Affluenza al 56%, superiore alla precedente consultazione

Secondo la Commissione elettorale centrale russa, l’affluenza complessiva nei tre giorni di voto è stata del 56%. Il dato risulta superiore rispetto alla precedente elezione legislativa del 2021, quando la partecipazione si era fermata al 51,7%. La presidente della Commissione elettorale centrale, Ella Pamfilova, ha inoltre comunicato che le infrastrutture coinvolte nel processo elettorale sarebbero state oggetto di numerosi attacchi informatici. “Sono stati registrati più di mille attacchi Ddos contro le infrastrutture russe coinvolte nel processo elettorale”. Gli attacchi DDoS (Distributed Denial of Service) consistono nel sovraccaricare un sistema informatico attraverso un numero molto elevato di richieste simultanee, con l’obiettivo di renderlo temporaneamente difficile da utilizzare.

Mosca denuncia tentativi di interferenza: “segni di un’ingerenza ucraina”

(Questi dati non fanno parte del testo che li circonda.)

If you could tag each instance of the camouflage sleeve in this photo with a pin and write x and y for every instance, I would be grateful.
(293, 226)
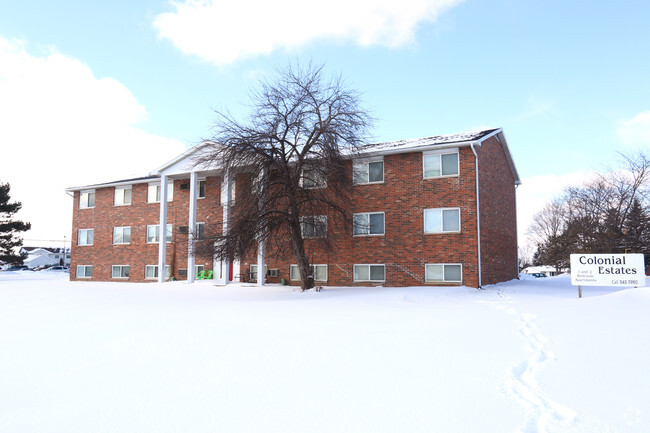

Secondo la Commissione elettorale centrale russa, gli attacchi informatici avrebbero avuto come obiettivo quello di disturbare il regolare svolgimento delle elezioni. Le autorità russe hanno inoltre collegato gli attacchi alle infrastrutture elettorali e alle telecomunicazioni a presunti tentativi di interferenza provenienti dall’esterno. Sempre secondo la Commissione, tali azioni presenterebbero: “tutti i segni di un’ingerenza ucraina”. Le accuse sono state formulate dalle autorità russe nel quadro delle tensioni legate al conflitto, mentre non vengono riportate nel comunicato eventuali repliche da parte ucraina.